As Knicks fans, we sit now with the hope that despite these uncertainties, things have turned around. On a day of lavish spending, the team was mostly frugal. They have a young, interesting core, and at this rate, should be able to toe the line next season between “dumpster fire” and “just bad enough to be in the running for a top pick.” That’s the proper balance to achieve, especially with two years left until the next summer of any consequence (barring Kawhi Leonard not signing a 1 + 1).
Again, remove the optics and the noise and ask: if any other team acted as the Knicks did yesterday, and were sitting in the spot they’re in right now, what story would be written? Maybe that story can’t be written because the owner will never allow it to. The guess is that in time, we will find out.
And until then we are left to do the same dance. To hope that the youth movement works. To hope someone emerges as a franchise cornerstone…and continues to want to bear that weight for this team; to again say that this city – the real city - is a selling point, and that the burden of wearing this jersey is a gift and not a curse; and to hope that maybe Giannis, or AD, or Kawhi, or whoever will be the one to look upon the city with the love we’ve sought since we traded away Patrick Ewing (and, truth be told, Carmelo Anthony, who, for whatever faults he had, at least wanted the bright lights and everything that came with them).
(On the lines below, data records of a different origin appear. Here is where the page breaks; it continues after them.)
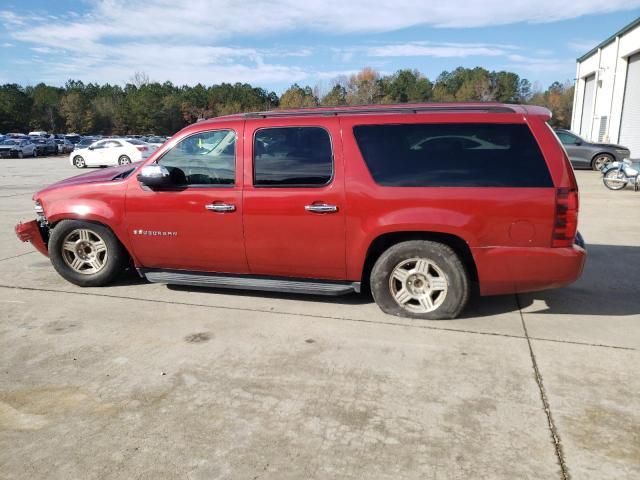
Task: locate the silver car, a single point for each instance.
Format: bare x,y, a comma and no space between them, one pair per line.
584,154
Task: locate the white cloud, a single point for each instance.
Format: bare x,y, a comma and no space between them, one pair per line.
445,50
190,41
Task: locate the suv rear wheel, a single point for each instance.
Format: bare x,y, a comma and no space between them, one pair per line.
86,254
420,279
601,160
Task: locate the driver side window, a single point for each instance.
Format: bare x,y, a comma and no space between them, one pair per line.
203,159
567,139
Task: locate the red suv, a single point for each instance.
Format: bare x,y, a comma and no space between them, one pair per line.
421,203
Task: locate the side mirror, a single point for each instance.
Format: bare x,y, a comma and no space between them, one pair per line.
154,176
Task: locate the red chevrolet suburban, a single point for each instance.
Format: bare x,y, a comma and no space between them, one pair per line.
421,203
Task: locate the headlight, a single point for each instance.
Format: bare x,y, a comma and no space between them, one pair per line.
40,213
622,153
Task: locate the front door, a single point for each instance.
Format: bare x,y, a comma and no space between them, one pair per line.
196,225
294,220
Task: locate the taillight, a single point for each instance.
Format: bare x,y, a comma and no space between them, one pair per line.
565,223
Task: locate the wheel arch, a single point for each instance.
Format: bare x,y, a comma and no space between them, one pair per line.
382,242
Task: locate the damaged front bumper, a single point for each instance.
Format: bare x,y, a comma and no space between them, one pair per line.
34,233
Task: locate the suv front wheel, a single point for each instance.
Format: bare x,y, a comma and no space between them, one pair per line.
86,254
420,279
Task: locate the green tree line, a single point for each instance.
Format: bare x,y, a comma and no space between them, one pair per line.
142,106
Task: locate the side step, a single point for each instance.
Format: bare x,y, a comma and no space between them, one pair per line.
250,282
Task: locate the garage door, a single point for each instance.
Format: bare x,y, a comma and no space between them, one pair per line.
630,125
587,107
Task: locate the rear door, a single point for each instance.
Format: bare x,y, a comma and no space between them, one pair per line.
294,220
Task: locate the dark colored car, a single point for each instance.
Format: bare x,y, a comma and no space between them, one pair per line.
416,202
17,147
583,154
45,146
64,146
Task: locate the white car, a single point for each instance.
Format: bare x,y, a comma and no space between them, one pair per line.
108,152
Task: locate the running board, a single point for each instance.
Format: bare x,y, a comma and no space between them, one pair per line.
249,282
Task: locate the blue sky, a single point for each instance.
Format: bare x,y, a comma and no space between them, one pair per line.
273,44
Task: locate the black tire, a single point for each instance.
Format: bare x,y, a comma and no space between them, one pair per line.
614,174
116,257
79,162
600,161
439,255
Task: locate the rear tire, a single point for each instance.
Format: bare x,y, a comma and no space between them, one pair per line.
86,254
600,161
611,178
420,279
79,162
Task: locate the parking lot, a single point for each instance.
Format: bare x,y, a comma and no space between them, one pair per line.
144,380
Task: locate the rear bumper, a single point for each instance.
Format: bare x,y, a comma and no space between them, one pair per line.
503,270
31,232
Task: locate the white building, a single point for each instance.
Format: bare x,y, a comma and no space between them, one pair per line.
606,104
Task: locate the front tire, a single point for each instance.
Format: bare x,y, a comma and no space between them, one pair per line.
79,162
86,254
420,279
601,160
615,179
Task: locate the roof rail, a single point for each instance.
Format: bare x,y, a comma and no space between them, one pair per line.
374,110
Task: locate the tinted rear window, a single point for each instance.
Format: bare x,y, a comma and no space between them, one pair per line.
453,155
292,157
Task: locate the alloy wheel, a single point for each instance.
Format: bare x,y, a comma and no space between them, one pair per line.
84,251
418,285
601,161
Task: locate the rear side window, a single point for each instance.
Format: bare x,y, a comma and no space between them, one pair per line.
453,155
292,157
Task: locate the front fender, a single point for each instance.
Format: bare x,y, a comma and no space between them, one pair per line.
108,212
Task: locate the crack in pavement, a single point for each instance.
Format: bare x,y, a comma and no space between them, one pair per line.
327,317
557,443
16,256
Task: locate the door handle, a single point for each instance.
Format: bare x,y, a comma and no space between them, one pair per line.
220,207
321,208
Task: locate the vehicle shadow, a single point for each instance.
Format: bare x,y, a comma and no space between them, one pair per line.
350,299
609,286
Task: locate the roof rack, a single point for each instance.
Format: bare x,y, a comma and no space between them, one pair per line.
374,110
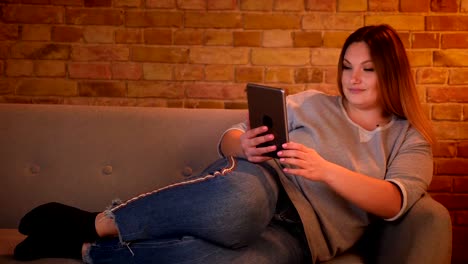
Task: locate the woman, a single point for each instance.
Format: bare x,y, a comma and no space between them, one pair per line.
351,160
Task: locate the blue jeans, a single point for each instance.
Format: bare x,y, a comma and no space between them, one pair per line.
225,215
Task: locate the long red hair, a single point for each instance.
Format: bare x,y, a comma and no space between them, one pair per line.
395,81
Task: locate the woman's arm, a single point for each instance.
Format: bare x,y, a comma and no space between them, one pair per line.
378,197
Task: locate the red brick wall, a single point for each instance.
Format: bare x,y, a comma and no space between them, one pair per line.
200,53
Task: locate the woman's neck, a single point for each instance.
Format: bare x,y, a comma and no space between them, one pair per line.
369,118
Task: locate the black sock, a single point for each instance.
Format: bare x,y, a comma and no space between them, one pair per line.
55,220
35,247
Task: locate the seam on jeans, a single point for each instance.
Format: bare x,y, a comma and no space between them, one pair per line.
230,167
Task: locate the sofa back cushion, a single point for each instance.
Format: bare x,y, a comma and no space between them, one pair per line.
87,156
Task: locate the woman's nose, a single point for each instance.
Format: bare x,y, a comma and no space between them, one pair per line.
356,77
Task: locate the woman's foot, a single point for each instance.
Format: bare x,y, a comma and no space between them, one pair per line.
55,219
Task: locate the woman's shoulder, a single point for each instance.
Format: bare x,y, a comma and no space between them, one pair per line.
310,96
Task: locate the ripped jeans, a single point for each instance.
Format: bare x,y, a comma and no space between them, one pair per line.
225,215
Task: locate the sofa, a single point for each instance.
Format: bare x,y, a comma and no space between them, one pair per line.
87,156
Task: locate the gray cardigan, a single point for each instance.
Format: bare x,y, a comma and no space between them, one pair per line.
395,152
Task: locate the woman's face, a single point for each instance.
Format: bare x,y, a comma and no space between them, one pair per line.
359,78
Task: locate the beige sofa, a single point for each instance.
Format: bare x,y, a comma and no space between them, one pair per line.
87,156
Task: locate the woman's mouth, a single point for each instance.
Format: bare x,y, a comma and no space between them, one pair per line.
356,90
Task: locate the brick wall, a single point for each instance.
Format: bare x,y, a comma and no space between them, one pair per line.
200,53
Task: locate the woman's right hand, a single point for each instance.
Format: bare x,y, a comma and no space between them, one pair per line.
251,139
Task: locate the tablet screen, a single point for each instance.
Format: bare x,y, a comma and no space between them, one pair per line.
267,107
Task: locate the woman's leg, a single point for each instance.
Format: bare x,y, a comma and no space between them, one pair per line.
230,205
274,246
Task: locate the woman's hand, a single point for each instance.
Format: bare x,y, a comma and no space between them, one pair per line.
251,139
305,162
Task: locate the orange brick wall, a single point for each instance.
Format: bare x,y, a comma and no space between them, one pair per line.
200,53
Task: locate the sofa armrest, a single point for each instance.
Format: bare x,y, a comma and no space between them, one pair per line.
423,235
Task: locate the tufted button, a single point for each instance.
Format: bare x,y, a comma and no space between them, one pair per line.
187,171
34,169
107,170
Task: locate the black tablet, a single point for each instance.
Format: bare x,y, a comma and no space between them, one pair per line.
267,107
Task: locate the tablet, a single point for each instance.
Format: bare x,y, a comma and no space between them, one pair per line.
267,107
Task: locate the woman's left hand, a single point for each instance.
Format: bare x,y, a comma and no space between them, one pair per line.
305,162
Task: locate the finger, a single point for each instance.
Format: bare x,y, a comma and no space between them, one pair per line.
292,145
294,162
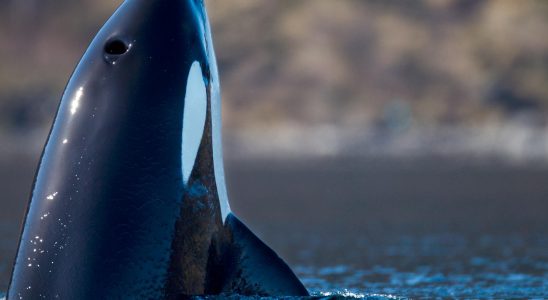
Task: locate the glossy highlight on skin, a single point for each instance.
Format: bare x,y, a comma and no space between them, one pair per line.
129,200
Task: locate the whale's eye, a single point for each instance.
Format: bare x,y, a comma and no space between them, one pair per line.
116,47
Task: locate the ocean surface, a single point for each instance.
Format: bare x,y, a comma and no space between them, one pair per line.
377,228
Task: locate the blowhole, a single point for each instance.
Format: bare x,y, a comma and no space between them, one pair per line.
116,47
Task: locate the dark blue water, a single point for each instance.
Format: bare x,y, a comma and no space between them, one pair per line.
381,230
435,266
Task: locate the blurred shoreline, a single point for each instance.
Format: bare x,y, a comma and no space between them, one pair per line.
511,143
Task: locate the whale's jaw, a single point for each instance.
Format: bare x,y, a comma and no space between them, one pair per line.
129,200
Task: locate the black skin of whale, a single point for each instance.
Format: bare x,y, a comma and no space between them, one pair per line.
110,215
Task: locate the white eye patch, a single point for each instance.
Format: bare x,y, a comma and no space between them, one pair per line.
193,119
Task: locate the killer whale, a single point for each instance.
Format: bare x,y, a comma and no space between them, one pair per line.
129,199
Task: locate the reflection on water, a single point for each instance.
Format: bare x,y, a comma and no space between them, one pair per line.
378,230
424,267
434,266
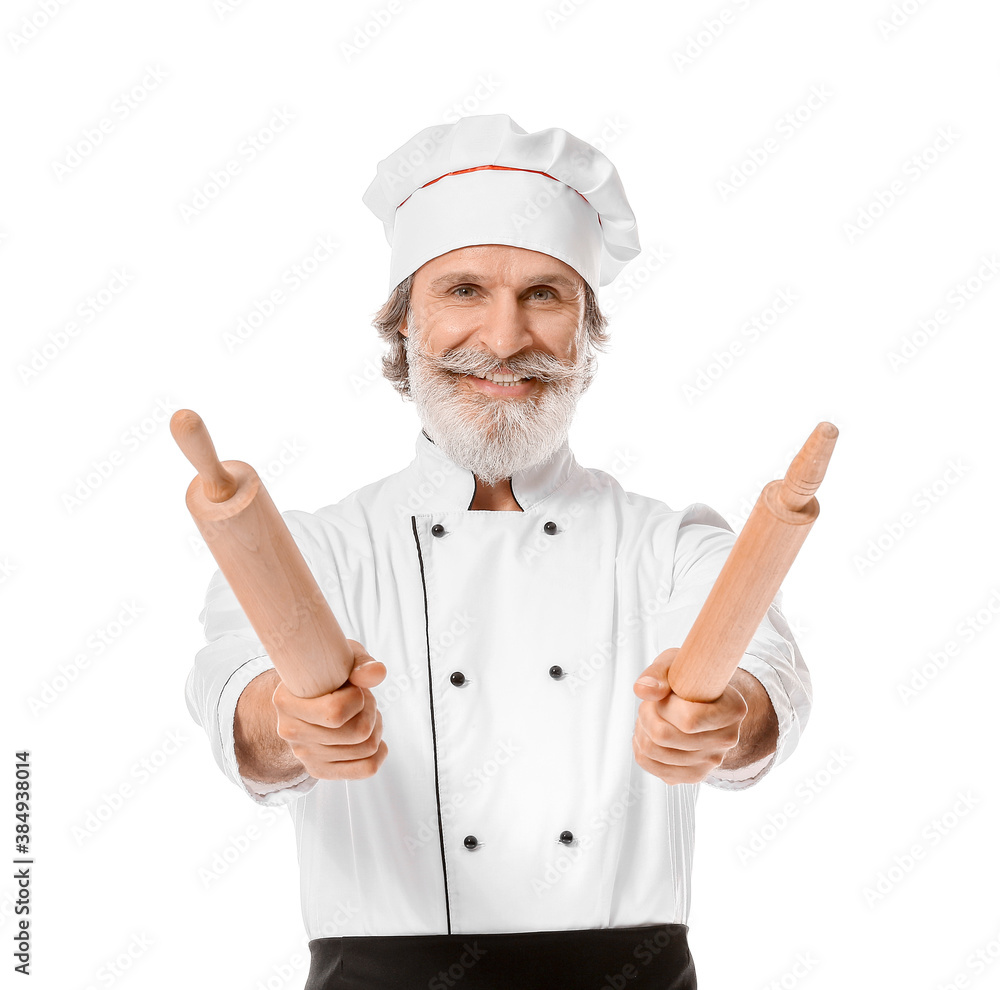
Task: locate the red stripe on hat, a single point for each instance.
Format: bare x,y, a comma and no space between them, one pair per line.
504,168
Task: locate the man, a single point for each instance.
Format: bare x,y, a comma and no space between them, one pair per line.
485,801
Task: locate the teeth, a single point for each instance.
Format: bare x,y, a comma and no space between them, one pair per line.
503,379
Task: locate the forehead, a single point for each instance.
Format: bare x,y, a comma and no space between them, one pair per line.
497,264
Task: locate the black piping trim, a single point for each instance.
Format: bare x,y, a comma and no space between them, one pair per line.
430,695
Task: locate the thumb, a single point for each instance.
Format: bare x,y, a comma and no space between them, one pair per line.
367,671
652,684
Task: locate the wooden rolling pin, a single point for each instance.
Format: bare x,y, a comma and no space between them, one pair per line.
752,574
263,565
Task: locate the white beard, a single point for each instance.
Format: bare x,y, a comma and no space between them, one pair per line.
494,436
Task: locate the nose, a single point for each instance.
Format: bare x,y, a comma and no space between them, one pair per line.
506,326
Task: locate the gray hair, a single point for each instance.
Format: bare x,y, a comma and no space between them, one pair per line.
397,309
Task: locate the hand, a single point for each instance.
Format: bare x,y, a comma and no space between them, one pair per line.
679,741
337,736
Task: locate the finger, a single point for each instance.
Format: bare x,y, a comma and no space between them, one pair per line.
368,674
367,671
359,729
666,734
652,682
332,710
351,769
679,753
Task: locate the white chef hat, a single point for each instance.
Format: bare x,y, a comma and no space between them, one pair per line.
485,180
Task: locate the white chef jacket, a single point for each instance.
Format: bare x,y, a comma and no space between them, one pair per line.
510,800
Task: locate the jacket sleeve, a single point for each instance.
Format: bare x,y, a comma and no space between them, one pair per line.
704,540
232,658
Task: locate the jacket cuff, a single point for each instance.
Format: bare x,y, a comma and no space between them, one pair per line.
258,791
788,730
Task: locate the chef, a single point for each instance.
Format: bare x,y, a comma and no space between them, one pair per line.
496,798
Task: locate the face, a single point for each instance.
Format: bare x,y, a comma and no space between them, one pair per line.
496,355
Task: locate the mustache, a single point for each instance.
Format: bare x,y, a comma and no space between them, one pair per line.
544,367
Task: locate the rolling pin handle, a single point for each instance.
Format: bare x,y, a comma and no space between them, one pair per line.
192,437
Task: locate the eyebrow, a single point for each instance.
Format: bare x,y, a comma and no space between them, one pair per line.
458,278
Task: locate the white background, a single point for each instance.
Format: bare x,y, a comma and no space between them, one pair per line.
835,893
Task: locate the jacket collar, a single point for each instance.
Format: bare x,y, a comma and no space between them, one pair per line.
443,486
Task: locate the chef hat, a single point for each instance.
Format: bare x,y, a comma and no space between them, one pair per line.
485,180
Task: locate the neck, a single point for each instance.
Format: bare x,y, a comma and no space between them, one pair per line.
498,497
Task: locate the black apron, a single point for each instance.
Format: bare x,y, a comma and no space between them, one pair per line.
650,957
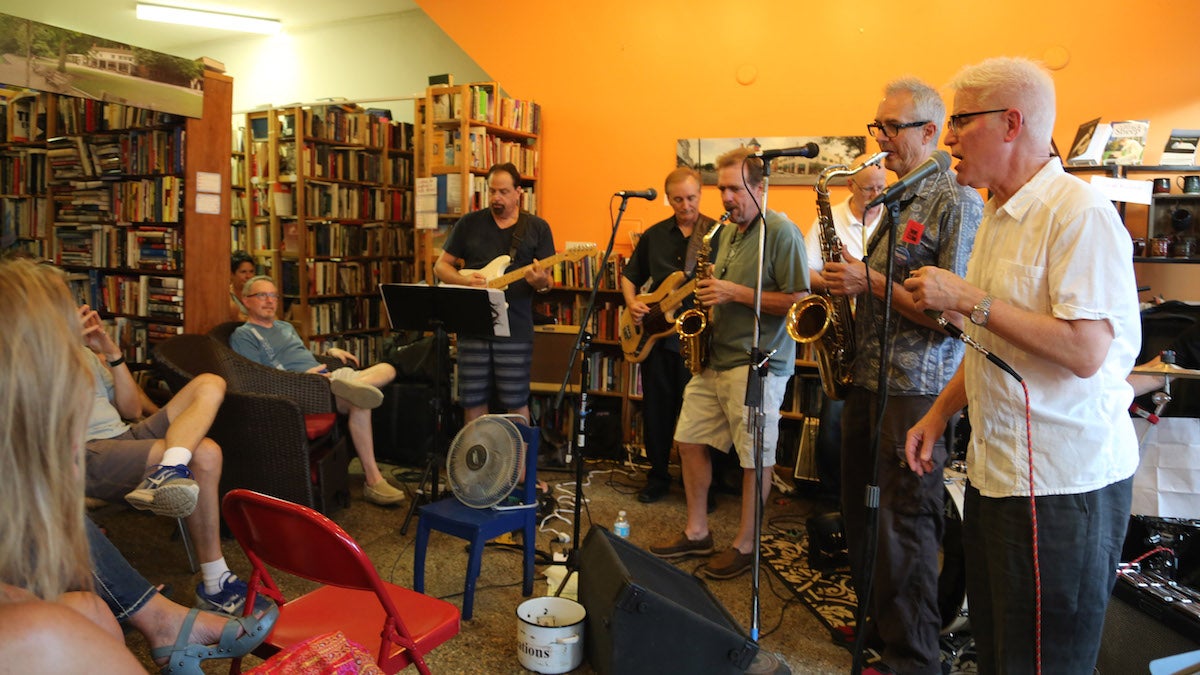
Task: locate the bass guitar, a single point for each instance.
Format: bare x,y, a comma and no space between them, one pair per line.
637,339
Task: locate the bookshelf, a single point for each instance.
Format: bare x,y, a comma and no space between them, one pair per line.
329,203
108,191
462,131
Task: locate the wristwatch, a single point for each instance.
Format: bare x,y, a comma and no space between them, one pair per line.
981,312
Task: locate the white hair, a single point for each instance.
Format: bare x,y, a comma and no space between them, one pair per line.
1018,83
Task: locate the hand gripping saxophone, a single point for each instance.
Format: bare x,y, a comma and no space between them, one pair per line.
693,324
827,321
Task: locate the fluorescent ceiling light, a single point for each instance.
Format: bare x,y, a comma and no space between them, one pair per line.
207,19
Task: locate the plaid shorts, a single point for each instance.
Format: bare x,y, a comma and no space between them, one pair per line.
483,363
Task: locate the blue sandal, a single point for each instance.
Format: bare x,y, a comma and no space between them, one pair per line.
185,658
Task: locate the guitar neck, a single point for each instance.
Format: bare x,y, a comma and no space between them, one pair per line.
517,274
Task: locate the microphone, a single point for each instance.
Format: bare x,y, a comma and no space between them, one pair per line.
810,150
955,332
652,193
936,162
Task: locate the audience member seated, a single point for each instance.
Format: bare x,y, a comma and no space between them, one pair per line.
275,344
241,269
179,638
163,464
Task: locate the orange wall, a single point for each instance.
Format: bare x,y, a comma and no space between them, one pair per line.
619,81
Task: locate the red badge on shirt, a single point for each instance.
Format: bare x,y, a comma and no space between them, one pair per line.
912,232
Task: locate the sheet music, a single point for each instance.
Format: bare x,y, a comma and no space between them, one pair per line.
499,306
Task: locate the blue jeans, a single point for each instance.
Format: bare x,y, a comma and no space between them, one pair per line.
123,587
1079,545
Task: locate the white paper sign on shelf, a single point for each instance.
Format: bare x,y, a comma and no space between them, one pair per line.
208,181
425,209
1123,189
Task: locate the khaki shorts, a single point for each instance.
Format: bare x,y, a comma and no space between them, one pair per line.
117,465
713,413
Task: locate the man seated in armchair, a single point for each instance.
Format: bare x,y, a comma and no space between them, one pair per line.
275,344
165,463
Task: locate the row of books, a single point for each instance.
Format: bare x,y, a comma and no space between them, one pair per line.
604,320
149,199
341,278
22,219
606,372
581,274
147,296
23,171
87,115
112,246
333,317
321,160
138,153
23,114
341,239
351,202
348,123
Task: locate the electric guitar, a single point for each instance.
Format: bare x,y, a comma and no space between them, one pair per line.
637,339
497,278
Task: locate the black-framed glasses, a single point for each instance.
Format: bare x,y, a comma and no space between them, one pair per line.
955,121
891,130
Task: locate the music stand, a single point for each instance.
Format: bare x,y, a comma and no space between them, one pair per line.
463,310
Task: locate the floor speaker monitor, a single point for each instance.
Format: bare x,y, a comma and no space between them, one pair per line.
645,615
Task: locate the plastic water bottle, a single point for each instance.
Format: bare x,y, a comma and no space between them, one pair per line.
621,527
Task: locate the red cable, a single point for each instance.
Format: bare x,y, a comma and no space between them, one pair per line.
1033,520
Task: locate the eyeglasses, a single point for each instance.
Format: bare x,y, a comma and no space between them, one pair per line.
869,189
891,130
955,121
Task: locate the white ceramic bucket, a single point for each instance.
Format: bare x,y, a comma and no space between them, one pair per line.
550,634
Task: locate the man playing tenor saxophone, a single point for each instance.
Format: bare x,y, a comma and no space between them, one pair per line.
713,406
855,225
937,223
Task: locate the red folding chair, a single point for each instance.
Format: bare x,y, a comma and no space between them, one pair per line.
354,599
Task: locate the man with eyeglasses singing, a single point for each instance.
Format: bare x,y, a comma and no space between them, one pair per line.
855,226
275,344
1051,292
936,227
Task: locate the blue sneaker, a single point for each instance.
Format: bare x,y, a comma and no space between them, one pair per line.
231,598
166,490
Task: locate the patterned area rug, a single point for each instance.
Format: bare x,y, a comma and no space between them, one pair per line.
832,599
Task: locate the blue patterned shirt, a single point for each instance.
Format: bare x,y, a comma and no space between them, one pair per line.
923,359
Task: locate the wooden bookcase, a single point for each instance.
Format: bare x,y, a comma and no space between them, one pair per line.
329,205
463,130
111,195
615,384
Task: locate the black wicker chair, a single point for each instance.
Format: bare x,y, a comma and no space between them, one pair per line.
277,430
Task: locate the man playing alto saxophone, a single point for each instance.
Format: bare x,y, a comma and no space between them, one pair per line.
937,222
713,406
855,226
667,246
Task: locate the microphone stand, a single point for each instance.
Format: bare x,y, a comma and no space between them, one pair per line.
577,443
871,495
763,662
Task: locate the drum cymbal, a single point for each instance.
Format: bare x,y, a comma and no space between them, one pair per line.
1168,369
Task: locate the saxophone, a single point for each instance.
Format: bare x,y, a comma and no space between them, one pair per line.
693,324
825,320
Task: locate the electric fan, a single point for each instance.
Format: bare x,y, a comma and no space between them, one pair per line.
485,459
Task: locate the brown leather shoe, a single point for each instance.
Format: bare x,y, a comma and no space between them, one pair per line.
729,565
683,547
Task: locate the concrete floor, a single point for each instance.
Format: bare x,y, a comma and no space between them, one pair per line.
487,643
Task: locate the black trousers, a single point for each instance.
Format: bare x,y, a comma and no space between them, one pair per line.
664,378
904,598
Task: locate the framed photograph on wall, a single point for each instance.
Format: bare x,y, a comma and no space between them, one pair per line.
701,155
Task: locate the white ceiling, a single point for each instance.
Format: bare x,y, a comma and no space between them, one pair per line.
115,19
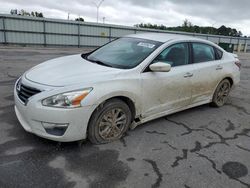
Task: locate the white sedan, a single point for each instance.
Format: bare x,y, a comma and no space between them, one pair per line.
122,84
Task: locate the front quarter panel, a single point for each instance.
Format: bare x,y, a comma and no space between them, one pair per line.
129,87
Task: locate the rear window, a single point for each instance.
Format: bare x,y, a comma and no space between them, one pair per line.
203,53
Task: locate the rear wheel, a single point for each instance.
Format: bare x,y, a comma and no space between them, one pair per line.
109,122
221,93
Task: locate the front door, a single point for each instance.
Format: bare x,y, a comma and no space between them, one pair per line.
168,91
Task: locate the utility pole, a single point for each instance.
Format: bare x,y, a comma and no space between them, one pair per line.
97,9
But hope is all we have. Nothing in life is ever certain, but it would be nice to have a bit more certainty for once. We thought it might arrive yesterday. It did not.
It doesn’t mean the dream can’t still come true. It can. As we keep being told, no skipping steps.
How they've started free agency was a step. It's not the one they wanted to take but it’s the best one they felt they could.
Now we'll see if it gets them any closer to the finish line.
Thanks for reading, talk to you tomorrow!